Снова возбуждённо гудят и перешёптываются подростки,
— в — тире — уже — не — протолкнуться —
они оттесняют Цахилганова вплотную к стене —
его вместе с тем мужиком,
забывшим закрыть рот
ещё после первого её выстрела.
Кавказец выходит с собственной, потёртой, винтовкой с укороченным стволом и встаёт рядом со Степанидой: лохматый чёрный пожилой дикобраз — с его хрупкой, гладко причёсанной девочкой. Парафиновые свечи пылают снова.
Одну гасит выстрелом Степанида. Другую погасил прилежный выстрел горного человека.

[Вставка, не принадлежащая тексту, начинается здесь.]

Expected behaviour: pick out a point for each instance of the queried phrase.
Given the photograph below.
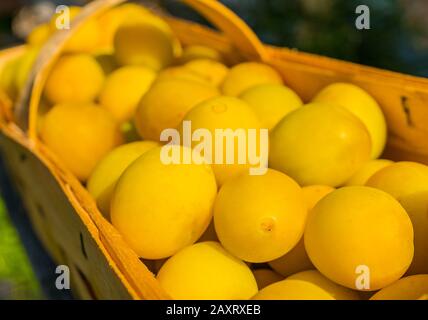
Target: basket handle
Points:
(223, 18)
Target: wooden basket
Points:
(65, 216)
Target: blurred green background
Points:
(397, 40)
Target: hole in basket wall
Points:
(22, 157)
(407, 111)
(82, 246)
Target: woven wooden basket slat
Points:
(65, 216)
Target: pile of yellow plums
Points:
(325, 218)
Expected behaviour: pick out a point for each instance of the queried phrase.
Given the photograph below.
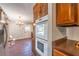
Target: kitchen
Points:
(54, 28)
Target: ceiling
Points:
(14, 10)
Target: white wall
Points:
(73, 33)
(17, 31)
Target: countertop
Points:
(67, 46)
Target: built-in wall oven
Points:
(42, 36)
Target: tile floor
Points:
(22, 47)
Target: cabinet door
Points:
(65, 14)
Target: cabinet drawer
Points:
(58, 53)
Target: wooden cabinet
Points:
(58, 53)
(66, 14)
(40, 10)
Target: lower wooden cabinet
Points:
(58, 53)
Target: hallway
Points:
(22, 47)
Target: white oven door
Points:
(42, 47)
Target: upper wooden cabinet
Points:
(40, 10)
(66, 14)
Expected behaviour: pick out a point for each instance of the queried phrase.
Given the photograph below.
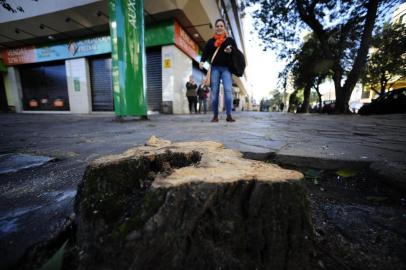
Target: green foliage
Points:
(341, 27)
(387, 62)
(55, 262)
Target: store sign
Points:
(185, 43)
(167, 63)
(73, 49)
(76, 84)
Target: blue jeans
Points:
(224, 74)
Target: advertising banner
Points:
(128, 57)
(72, 49)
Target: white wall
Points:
(78, 79)
(176, 69)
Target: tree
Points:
(7, 6)
(343, 28)
(276, 99)
(310, 68)
(387, 62)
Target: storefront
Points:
(44, 87)
(76, 76)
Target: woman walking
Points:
(218, 49)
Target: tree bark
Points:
(306, 98)
(360, 61)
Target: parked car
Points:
(328, 106)
(389, 102)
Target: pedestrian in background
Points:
(191, 94)
(202, 93)
(218, 49)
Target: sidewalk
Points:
(35, 201)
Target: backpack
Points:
(237, 62)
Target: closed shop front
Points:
(44, 87)
(101, 83)
(154, 78)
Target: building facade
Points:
(56, 55)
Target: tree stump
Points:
(191, 205)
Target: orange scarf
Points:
(219, 39)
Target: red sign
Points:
(185, 43)
(19, 55)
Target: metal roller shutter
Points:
(44, 86)
(154, 79)
(101, 83)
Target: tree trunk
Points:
(359, 64)
(306, 98)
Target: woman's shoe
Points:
(230, 119)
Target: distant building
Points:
(399, 17)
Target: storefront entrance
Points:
(101, 83)
(44, 87)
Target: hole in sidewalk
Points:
(10, 163)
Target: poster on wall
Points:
(71, 49)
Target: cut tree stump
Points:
(191, 205)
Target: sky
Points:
(262, 66)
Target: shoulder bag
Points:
(207, 80)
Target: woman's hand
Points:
(228, 49)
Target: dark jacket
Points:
(222, 59)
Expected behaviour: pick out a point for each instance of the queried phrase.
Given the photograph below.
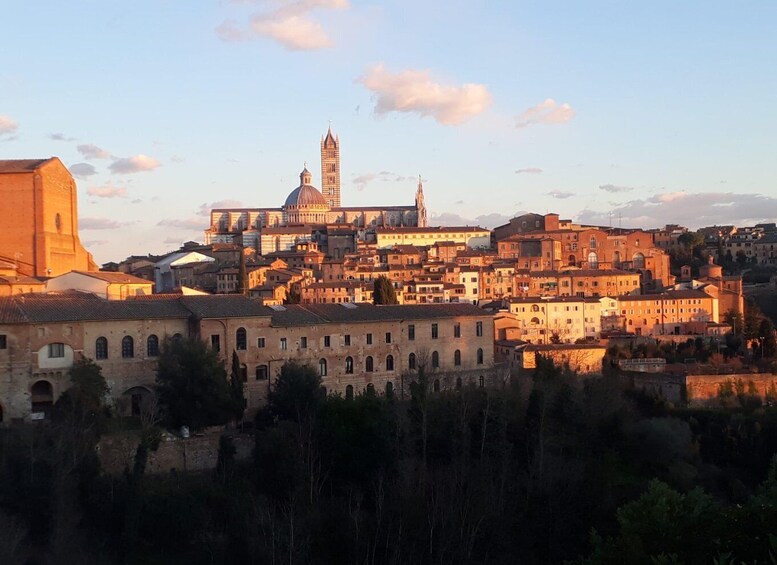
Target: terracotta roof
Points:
(21, 165)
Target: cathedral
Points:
(308, 210)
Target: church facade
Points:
(308, 207)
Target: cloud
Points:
(690, 209)
(416, 92)
(82, 170)
(204, 209)
(546, 112)
(136, 164)
(60, 137)
(91, 151)
(107, 191)
(99, 224)
(290, 25)
(615, 188)
(8, 127)
(194, 224)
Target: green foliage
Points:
(192, 385)
(383, 291)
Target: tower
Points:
(330, 168)
(420, 206)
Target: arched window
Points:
(240, 339)
(127, 347)
(152, 346)
(101, 348)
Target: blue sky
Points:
(652, 112)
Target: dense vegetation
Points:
(545, 470)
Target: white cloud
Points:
(290, 25)
(615, 188)
(91, 151)
(8, 127)
(136, 164)
(99, 224)
(416, 92)
(546, 112)
(107, 191)
(82, 170)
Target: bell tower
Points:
(330, 168)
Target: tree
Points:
(192, 385)
(383, 291)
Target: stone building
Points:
(40, 218)
(354, 347)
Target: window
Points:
(152, 346)
(101, 348)
(127, 347)
(240, 339)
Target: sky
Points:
(636, 114)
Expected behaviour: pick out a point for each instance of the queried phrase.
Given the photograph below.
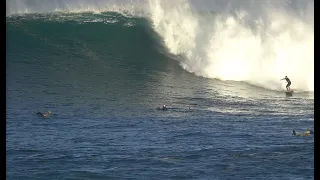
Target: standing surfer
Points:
(288, 81)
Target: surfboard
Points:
(289, 93)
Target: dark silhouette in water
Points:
(164, 108)
(43, 114)
(307, 133)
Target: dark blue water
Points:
(103, 82)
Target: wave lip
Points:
(238, 42)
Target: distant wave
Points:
(238, 44)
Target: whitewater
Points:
(257, 43)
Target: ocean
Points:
(102, 69)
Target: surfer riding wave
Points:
(288, 81)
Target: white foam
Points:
(258, 49)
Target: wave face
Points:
(230, 40)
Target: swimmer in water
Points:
(44, 114)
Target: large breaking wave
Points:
(228, 40)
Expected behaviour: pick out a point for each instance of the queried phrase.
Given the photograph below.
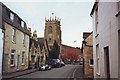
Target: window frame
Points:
(23, 58)
(24, 37)
(97, 59)
(13, 35)
(12, 54)
(91, 65)
(12, 16)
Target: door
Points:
(106, 63)
(18, 62)
(5, 63)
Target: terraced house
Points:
(106, 38)
(16, 41)
(38, 50)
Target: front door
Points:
(106, 62)
(18, 62)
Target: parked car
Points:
(56, 63)
(44, 67)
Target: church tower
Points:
(52, 31)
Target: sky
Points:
(74, 15)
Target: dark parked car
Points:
(56, 63)
(44, 67)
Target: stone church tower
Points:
(52, 31)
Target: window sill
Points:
(96, 35)
(12, 65)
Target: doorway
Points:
(18, 62)
(106, 63)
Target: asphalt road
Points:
(67, 71)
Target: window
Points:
(13, 35)
(49, 39)
(91, 62)
(23, 38)
(11, 16)
(22, 24)
(97, 59)
(50, 29)
(12, 59)
(23, 57)
(96, 20)
(118, 6)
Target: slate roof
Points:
(17, 20)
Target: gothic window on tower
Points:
(50, 29)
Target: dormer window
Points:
(11, 16)
(22, 24)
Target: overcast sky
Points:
(74, 15)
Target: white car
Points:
(44, 67)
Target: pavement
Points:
(18, 73)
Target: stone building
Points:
(52, 31)
(65, 49)
(16, 41)
(38, 50)
(106, 38)
(87, 51)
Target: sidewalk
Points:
(19, 73)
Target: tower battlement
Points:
(53, 19)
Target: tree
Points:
(54, 53)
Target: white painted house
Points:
(106, 38)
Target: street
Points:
(67, 71)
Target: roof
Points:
(94, 6)
(17, 20)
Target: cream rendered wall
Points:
(108, 36)
(18, 46)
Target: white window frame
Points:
(12, 53)
(22, 24)
(91, 65)
(24, 37)
(98, 59)
(12, 16)
(13, 35)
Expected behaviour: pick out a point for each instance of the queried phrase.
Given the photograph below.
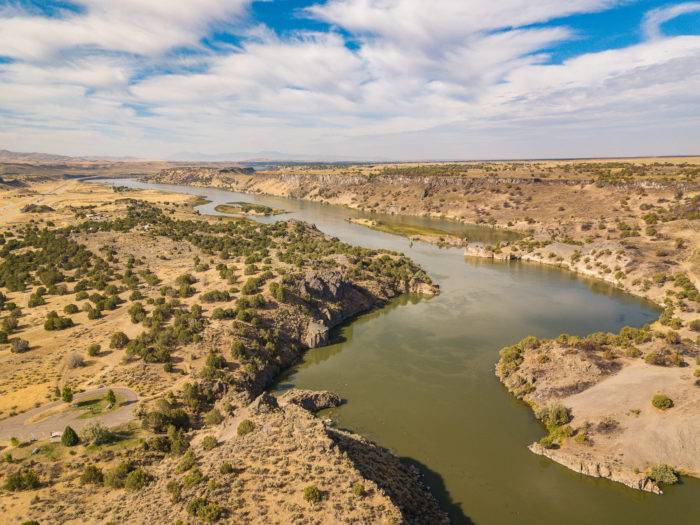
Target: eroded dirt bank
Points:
(634, 225)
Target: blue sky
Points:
(350, 79)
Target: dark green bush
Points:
(312, 494)
(245, 427)
(663, 474)
(69, 438)
(137, 479)
(92, 474)
(662, 402)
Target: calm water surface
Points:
(418, 376)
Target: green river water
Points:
(419, 376)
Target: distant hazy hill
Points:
(45, 158)
(15, 156)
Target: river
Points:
(419, 375)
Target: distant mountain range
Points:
(17, 156)
(186, 156)
(262, 156)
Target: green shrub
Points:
(137, 479)
(213, 417)
(35, 300)
(56, 322)
(67, 394)
(673, 338)
(69, 438)
(358, 489)
(209, 442)
(245, 427)
(118, 340)
(205, 511)
(555, 416)
(312, 494)
(97, 434)
(92, 474)
(189, 460)
(193, 477)
(116, 477)
(662, 401)
(111, 397)
(175, 491)
(663, 474)
(19, 346)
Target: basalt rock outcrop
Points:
(311, 400)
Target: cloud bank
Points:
(399, 79)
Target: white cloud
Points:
(133, 26)
(456, 78)
(655, 18)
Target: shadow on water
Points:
(436, 484)
(396, 477)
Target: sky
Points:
(350, 79)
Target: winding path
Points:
(23, 428)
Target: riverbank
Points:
(638, 234)
(198, 316)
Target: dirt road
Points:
(30, 424)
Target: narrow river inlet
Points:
(419, 379)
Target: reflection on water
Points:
(419, 378)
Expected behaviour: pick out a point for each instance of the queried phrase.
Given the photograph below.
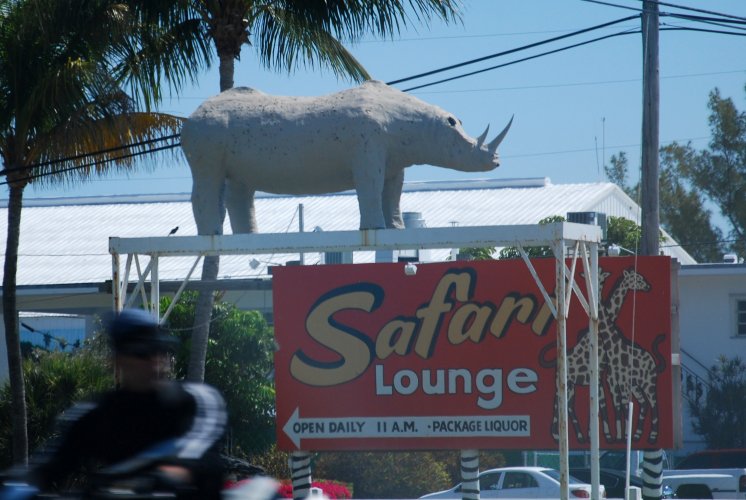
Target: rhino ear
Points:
(481, 138)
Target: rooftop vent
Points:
(592, 218)
(730, 258)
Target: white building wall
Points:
(707, 317)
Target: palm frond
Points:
(65, 155)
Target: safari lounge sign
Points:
(463, 355)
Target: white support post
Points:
(116, 283)
(559, 253)
(155, 290)
(593, 301)
(470, 474)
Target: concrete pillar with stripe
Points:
(470, 474)
(652, 474)
(300, 474)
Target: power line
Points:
(511, 51)
(580, 84)
(90, 164)
(703, 30)
(694, 9)
(562, 49)
(84, 155)
(614, 5)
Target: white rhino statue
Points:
(361, 138)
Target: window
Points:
(519, 480)
(740, 316)
(489, 481)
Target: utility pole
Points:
(650, 129)
(652, 468)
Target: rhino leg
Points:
(239, 200)
(368, 171)
(208, 203)
(391, 196)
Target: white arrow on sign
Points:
(298, 428)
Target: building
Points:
(65, 267)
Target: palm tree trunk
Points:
(12, 335)
(202, 318)
(210, 268)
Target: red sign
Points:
(463, 355)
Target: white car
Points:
(520, 482)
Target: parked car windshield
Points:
(554, 474)
(715, 460)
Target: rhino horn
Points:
(481, 138)
(492, 146)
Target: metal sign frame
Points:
(566, 239)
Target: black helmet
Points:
(134, 332)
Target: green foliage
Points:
(398, 474)
(471, 253)
(616, 172)
(532, 252)
(624, 232)
(721, 417)
(384, 474)
(239, 364)
(54, 382)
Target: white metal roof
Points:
(65, 240)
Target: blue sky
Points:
(573, 109)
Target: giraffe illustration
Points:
(578, 372)
(635, 373)
(610, 340)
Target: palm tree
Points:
(287, 33)
(64, 68)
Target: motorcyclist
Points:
(147, 421)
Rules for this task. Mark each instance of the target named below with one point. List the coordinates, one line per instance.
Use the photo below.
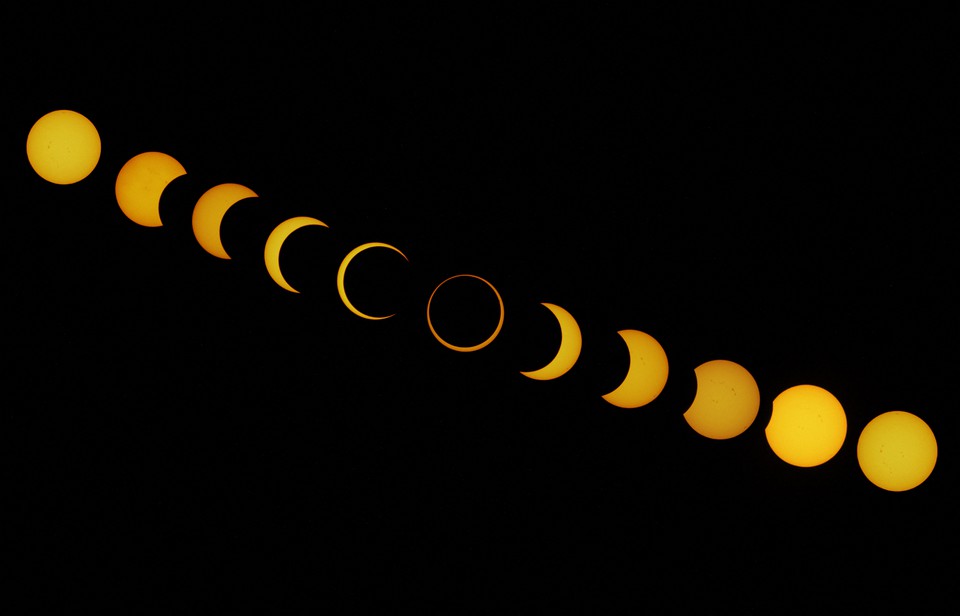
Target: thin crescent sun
(571, 342)
(271, 252)
(208, 215)
(476, 347)
(341, 273)
(647, 375)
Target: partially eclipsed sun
(209, 211)
(727, 400)
(271, 252)
(342, 272)
(476, 347)
(647, 374)
(569, 351)
(807, 426)
(141, 182)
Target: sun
(807, 426)
(63, 147)
(897, 451)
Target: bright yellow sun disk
(897, 451)
(727, 400)
(807, 426)
(63, 147)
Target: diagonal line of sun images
(896, 450)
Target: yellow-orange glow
(807, 426)
(208, 215)
(63, 147)
(271, 252)
(569, 351)
(476, 347)
(647, 374)
(897, 451)
(727, 400)
(342, 272)
(141, 182)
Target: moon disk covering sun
(342, 272)
(571, 342)
(727, 400)
(141, 181)
(897, 451)
(209, 211)
(476, 347)
(807, 426)
(63, 147)
(646, 375)
(271, 252)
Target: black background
(776, 189)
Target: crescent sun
(647, 374)
(571, 342)
(476, 347)
(341, 273)
(271, 252)
(208, 215)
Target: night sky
(773, 189)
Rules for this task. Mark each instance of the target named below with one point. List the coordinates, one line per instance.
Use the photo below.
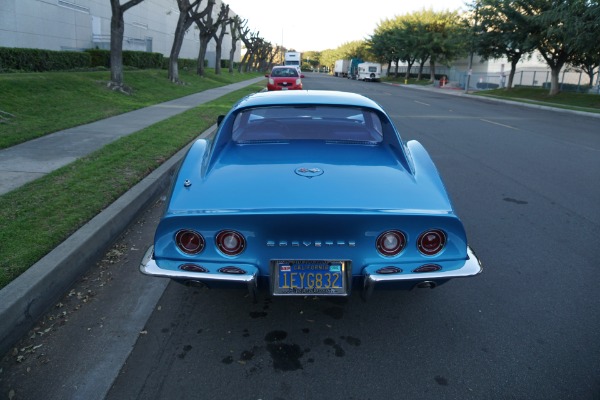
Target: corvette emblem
(309, 172)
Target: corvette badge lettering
(309, 172)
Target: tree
(188, 13)
(587, 57)
(501, 31)
(235, 26)
(117, 30)
(222, 31)
(207, 28)
(556, 29)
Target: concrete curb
(27, 298)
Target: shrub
(38, 60)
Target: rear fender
(425, 171)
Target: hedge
(37, 60)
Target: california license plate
(310, 277)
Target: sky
(317, 25)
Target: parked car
(284, 78)
(309, 193)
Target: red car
(284, 78)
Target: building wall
(85, 24)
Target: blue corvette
(309, 193)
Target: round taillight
(190, 242)
(431, 242)
(230, 243)
(391, 243)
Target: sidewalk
(30, 160)
(27, 298)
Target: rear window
(327, 123)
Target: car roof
(308, 97)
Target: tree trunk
(554, 84)
(201, 57)
(117, 29)
(432, 71)
(182, 26)
(218, 51)
(513, 70)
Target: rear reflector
(428, 268)
(232, 270)
(389, 270)
(431, 242)
(193, 268)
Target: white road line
(496, 123)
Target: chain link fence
(570, 81)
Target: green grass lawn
(36, 104)
(37, 217)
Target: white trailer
(293, 58)
(369, 71)
(341, 68)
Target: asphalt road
(525, 183)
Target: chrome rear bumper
(471, 267)
(148, 266)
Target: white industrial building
(85, 24)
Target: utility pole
(470, 69)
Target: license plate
(310, 277)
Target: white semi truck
(341, 67)
(369, 71)
(293, 58)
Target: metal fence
(570, 81)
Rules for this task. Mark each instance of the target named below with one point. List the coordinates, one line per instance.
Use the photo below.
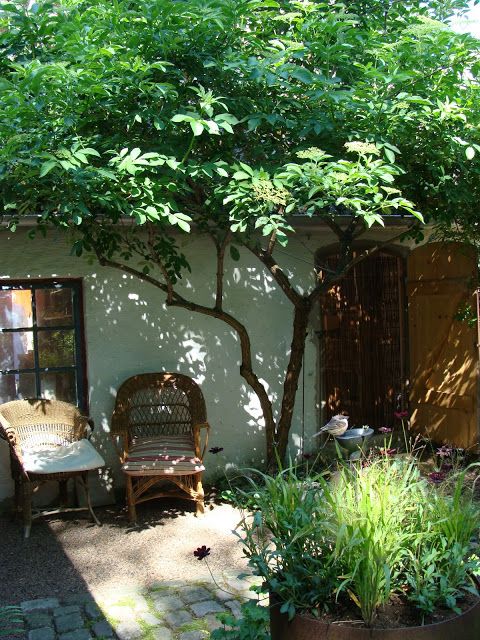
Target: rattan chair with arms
(157, 421)
(49, 440)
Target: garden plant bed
(396, 620)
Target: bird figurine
(336, 426)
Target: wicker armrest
(120, 442)
(9, 433)
(196, 436)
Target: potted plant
(372, 551)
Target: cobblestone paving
(164, 611)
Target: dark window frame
(78, 326)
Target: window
(42, 341)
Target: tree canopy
(233, 117)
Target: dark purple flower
(444, 452)
(215, 449)
(436, 477)
(388, 452)
(202, 552)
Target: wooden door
(363, 342)
(442, 349)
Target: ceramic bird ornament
(336, 426)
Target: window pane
(15, 309)
(54, 307)
(15, 386)
(16, 350)
(56, 348)
(59, 386)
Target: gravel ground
(68, 554)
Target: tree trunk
(290, 386)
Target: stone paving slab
(164, 611)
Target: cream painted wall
(129, 330)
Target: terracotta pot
(463, 627)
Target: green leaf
(470, 153)
(234, 253)
(183, 224)
(47, 167)
(302, 74)
(390, 155)
(240, 175)
(197, 127)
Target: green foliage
(171, 112)
(364, 534)
(132, 123)
(11, 621)
(252, 625)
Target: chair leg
(27, 508)
(84, 480)
(63, 494)
(132, 512)
(200, 503)
(18, 499)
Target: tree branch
(246, 369)
(278, 275)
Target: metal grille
(363, 342)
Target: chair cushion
(80, 455)
(162, 455)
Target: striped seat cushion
(171, 455)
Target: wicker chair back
(157, 404)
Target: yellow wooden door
(443, 350)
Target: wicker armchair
(47, 442)
(157, 420)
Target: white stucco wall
(129, 330)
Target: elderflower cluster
(265, 190)
(362, 148)
(312, 153)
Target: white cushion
(76, 456)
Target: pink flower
(202, 552)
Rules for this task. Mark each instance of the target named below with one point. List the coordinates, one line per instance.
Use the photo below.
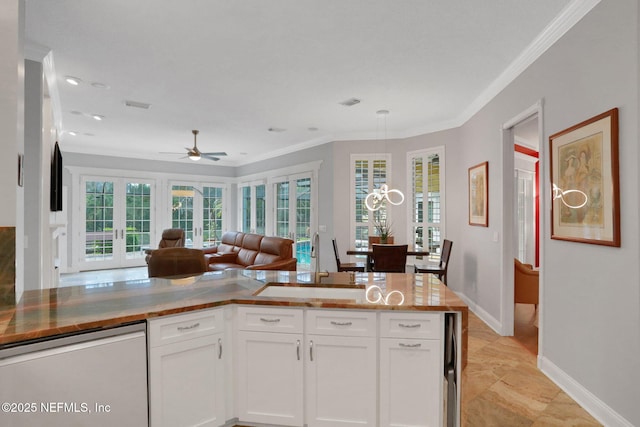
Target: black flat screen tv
(56, 179)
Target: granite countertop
(51, 312)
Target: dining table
(368, 251)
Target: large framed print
(585, 182)
(479, 194)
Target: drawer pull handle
(333, 322)
(413, 325)
(417, 345)
(186, 328)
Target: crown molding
(562, 23)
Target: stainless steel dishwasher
(87, 379)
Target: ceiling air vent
(136, 104)
(350, 102)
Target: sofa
(178, 261)
(238, 250)
(526, 284)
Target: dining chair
(526, 286)
(439, 269)
(346, 266)
(179, 261)
(390, 258)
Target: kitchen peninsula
(262, 347)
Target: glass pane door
(293, 217)
(303, 223)
(138, 220)
(283, 228)
(182, 211)
(212, 216)
(117, 222)
(98, 228)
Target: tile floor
(501, 386)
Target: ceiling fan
(195, 154)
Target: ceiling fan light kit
(195, 154)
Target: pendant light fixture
(376, 199)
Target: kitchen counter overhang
(60, 311)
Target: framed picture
(585, 182)
(479, 195)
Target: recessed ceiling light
(136, 104)
(99, 85)
(73, 81)
(350, 102)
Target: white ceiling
(234, 69)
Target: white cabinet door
(410, 382)
(270, 388)
(341, 381)
(186, 383)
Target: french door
(198, 209)
(118, 222)
(293, 215)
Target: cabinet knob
(186, 328)
(262, 319)
(417, 345)
(413, 325)
(333, 322)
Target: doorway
(526, 218)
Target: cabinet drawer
(265, 319)
(411, 325)
(341, 322)
(170, 329)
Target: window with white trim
(426, 213)
(368, 171)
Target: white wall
(11, 125)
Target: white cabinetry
(90, 379)
(270, 365)
(411, 369)
(187, 369)
(341, 368)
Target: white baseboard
(491, 321)
(596, 407)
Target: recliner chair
(171, 238)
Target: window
(198, 210)
(367, 172)
(426, 213)
(253, 208)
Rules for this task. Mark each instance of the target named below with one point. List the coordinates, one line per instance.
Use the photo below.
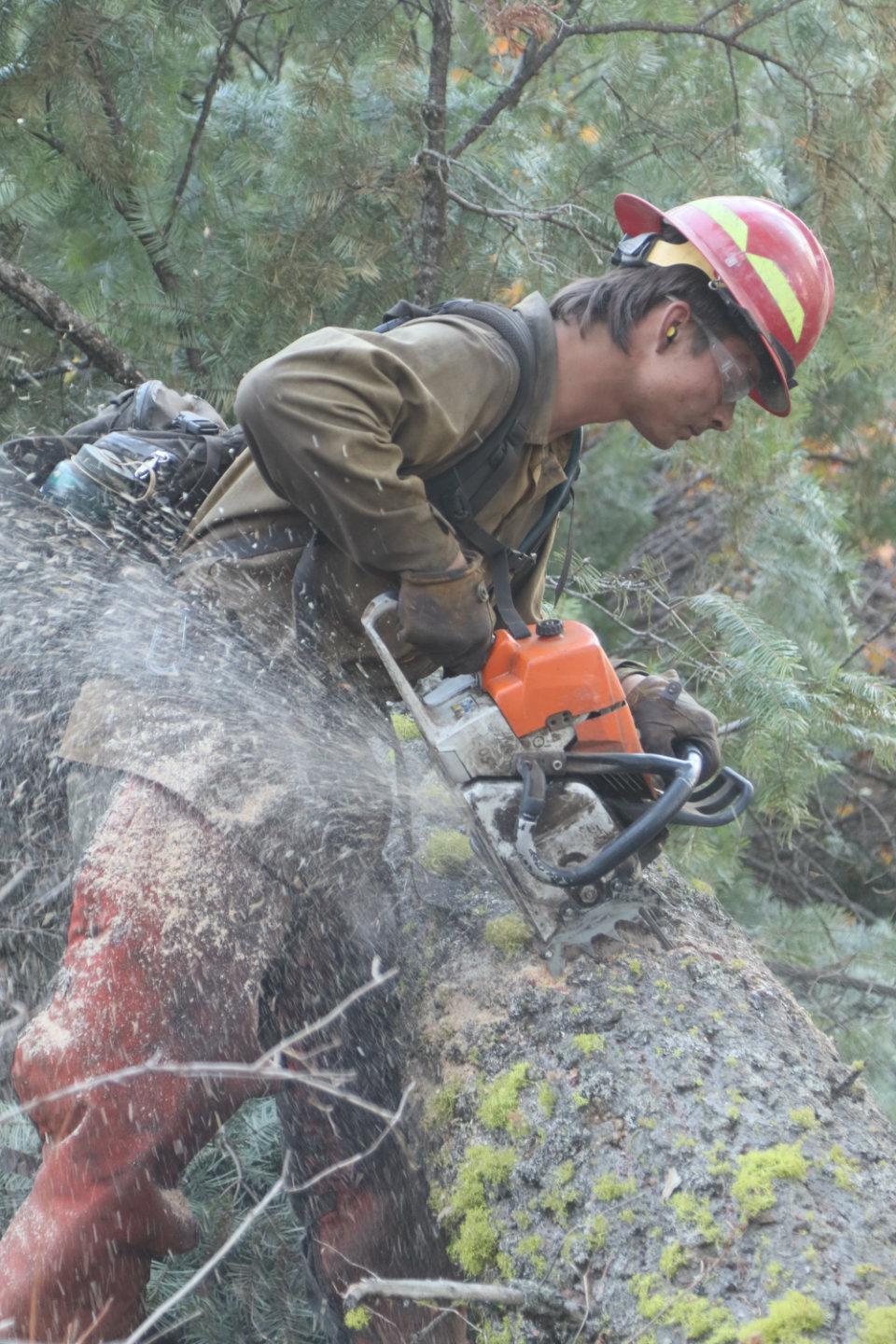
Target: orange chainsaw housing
(532, 680)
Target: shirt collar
(536, 314)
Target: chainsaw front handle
(682, 776)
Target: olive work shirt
(345, 424)
(345, 427)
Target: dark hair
(623, 297)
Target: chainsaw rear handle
(682, 776)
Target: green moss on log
(754, 1185)
(791, 1320)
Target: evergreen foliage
(204, 183)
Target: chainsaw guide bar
(543, 749)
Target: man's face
(681, 393)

Подростки с базара болеют за Степаниду, за его Степаниду, все как один! Ах, да, кавказец — казённый человек. А она — пришлая. Своя…
В оглушительной, сосредоточенной тишине раздаются редкие выстрелы: её — его. Степанида выбивает десять из десяти. Кавказец же, непонятно усмехаясь, промахивается на своём восьмом выстреле, потом — на десятом.
Торжествующий вопль подростков
взлетает под железный потолок,
шумящий от летящей поверху пыли,
как от ливня.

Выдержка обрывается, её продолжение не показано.